By contrast one of the most helpful and profound statements I have read in recent years for the understanding of the contemporary church life is by Leith Anderson. He notes,
While the New Testament speaks often about churches, it is surprisingly silent about many matters that we associate with church structure and life. There is no mention of architecture, pulpits, lengths of typical sermons [or sermons!], rules for having a Sunday school. Little is said about style of music, order of worship, or times of church gatherings. There were no Bible, denominations, camps, pastor’s conference or board meeting minutes. Those who strive to be New Testament churches must seek to live its principles and absolutes, not reproduce the details.
Those details simply aren’t given.
Now you might ask yourself, “Why does the New Testament say nothing about all the matters to which the usual congregation today devotes almost all its thought and effort? Answer: Because those matters are not primary and will take care of themselves with little attention whenever what is primary is appropriately cared for. Pay attention to the “principles and absolutes” of the New Testament church and, one might suppose, everything else will fall into place — in large part because “everything else” really doesn’t matter much one way or the other. To fail to put the focus on those principles and absolutes, on the other hand, is to wander off into a state of distraction, which is where most of our local congregations actually are. They wind up majoring on minors and allowing the majors, from the New Testament point of view, to disappear.

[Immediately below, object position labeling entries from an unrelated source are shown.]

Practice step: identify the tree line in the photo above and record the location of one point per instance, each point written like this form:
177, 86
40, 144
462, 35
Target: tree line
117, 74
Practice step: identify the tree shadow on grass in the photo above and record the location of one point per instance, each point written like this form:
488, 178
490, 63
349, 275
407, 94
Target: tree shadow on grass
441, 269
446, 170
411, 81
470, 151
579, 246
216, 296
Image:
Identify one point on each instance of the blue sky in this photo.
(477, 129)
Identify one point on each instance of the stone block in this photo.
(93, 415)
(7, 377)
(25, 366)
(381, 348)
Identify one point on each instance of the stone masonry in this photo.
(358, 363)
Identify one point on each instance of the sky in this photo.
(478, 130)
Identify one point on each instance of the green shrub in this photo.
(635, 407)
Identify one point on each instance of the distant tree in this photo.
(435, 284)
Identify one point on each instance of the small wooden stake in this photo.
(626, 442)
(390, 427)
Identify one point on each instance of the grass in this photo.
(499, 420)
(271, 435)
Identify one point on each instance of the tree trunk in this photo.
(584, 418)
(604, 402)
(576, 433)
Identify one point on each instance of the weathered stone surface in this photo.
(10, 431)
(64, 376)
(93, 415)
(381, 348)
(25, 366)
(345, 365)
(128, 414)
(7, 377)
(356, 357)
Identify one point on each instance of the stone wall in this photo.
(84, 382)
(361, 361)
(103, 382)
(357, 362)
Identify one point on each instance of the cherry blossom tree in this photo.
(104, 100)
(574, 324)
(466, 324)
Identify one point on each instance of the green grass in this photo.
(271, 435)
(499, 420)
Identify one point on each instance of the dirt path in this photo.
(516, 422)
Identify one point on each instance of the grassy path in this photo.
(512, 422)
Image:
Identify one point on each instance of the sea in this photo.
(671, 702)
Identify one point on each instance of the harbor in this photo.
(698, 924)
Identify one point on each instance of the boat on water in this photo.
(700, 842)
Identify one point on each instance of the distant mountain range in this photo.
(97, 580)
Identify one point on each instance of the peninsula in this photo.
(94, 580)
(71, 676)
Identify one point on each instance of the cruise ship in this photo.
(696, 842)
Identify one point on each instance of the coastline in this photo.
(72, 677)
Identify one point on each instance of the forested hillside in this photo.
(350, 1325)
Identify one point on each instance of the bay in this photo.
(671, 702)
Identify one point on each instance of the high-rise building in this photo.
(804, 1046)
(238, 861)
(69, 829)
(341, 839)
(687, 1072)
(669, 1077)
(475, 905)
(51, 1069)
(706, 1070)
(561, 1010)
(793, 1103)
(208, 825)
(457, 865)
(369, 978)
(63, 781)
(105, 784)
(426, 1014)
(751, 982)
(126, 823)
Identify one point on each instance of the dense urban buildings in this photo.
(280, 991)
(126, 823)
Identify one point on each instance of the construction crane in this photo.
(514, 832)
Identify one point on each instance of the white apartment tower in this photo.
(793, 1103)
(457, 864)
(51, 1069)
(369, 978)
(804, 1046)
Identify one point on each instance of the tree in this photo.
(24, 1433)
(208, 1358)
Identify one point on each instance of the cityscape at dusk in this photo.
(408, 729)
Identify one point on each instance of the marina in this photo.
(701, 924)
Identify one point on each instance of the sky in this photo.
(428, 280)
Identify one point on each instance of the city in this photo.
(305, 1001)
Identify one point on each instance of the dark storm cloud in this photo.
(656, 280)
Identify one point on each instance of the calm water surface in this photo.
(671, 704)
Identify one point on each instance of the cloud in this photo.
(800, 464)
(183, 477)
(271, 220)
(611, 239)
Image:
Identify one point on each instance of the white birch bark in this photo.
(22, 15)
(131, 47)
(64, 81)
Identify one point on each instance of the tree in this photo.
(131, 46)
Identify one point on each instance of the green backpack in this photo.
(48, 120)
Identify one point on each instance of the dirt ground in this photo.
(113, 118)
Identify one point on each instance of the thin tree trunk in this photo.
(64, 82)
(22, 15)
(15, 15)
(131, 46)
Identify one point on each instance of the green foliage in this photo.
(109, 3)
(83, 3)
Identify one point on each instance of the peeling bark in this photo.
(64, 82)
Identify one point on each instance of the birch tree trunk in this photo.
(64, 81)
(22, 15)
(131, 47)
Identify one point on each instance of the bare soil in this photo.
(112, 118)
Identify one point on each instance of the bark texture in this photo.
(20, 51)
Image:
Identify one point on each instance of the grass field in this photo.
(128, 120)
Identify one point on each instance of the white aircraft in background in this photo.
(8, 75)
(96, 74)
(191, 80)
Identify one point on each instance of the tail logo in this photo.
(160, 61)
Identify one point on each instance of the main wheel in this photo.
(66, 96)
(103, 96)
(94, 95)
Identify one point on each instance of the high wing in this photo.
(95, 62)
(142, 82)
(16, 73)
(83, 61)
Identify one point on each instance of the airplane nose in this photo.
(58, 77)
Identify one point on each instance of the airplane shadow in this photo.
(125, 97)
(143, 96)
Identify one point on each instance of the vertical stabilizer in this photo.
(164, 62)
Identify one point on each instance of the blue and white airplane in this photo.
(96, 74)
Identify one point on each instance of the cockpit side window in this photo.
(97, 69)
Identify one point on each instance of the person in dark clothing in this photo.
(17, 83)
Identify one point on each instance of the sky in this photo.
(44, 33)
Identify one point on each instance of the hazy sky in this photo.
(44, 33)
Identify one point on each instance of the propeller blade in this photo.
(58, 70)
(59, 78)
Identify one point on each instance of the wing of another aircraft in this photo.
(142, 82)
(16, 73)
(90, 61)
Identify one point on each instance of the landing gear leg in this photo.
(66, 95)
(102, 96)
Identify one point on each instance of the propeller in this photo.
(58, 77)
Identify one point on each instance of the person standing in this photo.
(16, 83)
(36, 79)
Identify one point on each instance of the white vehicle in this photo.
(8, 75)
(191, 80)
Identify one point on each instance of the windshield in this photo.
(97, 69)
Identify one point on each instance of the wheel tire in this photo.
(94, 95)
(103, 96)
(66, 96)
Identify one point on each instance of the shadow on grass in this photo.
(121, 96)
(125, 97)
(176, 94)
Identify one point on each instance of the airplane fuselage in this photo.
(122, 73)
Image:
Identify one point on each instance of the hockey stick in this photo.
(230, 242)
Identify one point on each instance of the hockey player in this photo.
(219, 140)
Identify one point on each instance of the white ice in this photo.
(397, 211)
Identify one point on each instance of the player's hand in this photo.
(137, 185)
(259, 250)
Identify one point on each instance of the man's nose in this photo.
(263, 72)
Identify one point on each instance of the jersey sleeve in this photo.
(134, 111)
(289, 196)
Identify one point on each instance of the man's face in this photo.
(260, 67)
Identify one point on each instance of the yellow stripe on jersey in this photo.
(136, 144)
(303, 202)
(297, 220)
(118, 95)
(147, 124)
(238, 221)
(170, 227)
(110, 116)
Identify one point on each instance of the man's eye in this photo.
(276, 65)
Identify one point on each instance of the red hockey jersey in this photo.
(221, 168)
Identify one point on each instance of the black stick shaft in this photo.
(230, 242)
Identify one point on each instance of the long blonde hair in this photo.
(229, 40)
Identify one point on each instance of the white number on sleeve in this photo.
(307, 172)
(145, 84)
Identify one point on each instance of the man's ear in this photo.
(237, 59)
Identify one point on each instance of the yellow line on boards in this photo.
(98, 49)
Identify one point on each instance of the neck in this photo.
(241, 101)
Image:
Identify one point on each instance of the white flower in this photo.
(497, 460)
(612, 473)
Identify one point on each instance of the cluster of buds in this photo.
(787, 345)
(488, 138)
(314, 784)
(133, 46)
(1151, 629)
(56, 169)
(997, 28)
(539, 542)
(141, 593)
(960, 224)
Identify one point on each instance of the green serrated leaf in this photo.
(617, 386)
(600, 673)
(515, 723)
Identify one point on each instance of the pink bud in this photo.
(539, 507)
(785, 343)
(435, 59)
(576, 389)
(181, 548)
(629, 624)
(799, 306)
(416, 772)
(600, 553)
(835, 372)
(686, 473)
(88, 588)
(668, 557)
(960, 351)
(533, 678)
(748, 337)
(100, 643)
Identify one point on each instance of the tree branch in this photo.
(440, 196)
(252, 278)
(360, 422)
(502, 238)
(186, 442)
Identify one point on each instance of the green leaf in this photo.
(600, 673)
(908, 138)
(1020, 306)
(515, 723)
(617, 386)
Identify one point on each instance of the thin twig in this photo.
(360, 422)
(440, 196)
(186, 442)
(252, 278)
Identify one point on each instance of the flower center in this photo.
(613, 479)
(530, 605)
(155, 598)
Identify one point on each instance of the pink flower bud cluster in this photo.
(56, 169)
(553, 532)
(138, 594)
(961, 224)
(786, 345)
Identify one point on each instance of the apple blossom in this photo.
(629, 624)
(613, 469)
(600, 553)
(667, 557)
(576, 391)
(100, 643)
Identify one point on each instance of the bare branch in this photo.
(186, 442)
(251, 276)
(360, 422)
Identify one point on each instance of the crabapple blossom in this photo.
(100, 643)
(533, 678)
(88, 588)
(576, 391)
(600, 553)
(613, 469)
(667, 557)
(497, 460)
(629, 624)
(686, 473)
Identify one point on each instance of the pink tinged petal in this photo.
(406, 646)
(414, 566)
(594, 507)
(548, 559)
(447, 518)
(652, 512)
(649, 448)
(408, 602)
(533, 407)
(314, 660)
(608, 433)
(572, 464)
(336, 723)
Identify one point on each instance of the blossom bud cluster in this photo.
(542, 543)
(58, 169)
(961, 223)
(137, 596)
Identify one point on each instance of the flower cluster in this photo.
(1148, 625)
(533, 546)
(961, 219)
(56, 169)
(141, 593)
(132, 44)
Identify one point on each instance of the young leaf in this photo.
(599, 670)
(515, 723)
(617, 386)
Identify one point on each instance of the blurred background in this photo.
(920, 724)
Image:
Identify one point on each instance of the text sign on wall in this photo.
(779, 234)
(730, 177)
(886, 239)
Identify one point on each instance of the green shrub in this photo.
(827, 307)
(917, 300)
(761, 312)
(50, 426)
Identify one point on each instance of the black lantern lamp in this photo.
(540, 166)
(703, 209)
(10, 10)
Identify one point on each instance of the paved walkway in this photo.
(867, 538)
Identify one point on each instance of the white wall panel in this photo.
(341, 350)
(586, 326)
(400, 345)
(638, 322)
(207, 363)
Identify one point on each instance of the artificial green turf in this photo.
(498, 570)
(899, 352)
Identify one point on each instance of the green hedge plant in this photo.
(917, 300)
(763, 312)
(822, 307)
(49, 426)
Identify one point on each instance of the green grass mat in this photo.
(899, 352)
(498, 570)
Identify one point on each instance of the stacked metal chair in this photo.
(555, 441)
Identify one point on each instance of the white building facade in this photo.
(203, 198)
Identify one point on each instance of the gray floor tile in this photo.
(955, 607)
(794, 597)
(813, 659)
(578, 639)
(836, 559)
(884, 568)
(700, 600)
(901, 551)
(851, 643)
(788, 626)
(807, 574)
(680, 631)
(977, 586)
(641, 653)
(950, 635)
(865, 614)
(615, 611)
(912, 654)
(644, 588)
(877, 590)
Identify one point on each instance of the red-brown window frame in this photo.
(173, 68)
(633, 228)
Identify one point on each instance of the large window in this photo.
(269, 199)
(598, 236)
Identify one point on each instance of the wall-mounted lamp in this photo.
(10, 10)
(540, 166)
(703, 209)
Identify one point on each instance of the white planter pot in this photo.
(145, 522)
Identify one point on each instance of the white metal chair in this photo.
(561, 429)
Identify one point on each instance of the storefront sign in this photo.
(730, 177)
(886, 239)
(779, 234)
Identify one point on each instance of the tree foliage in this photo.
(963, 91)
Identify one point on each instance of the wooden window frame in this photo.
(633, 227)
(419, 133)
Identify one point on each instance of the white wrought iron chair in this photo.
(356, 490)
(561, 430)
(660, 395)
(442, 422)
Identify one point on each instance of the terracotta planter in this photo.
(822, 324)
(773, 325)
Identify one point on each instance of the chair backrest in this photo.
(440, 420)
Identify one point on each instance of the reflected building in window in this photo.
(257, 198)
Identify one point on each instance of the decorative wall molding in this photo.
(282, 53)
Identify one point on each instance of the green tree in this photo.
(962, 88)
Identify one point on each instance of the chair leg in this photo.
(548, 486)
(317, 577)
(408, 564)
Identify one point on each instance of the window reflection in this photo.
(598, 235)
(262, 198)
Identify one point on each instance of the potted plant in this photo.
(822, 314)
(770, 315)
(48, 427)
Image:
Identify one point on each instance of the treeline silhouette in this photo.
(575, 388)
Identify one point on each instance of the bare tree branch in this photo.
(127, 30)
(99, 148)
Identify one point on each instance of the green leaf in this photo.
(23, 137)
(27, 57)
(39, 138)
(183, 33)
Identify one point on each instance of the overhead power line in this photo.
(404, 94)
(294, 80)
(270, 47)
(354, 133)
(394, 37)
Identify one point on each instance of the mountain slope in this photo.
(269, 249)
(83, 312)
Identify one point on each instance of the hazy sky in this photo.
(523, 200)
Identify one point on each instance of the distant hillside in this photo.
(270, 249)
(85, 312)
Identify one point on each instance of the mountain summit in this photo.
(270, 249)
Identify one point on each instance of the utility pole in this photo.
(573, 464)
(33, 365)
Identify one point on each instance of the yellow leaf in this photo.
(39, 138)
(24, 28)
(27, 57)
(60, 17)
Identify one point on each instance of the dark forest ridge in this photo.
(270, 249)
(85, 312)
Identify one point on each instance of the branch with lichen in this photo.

“… what they seem to regard as essential and what they devote almost all their attention and effort to, has to do with human, historical contingencies that are attached themselves to individuals brought up in a certain way. They of course love those contingencies, and they love the dear ones who have shared life with them within the contingent forms. And because the contingencies are dear to us — often there is much associated with their past — we mistake them for the treasure of the real presence of Christ in our midst, and we spend most of our time concerned with the historical accidents or contingencies of our group, even trying to urge them upon others as essential to salvation, or at least as what is best for us and for them. No wonder we are distracted from the path of spiritual formation in Christ.”
Willard, Dallas. Renovation of the Heart: Putting on the Character of Christ. (Colorado Springs: Nav Press, 2002).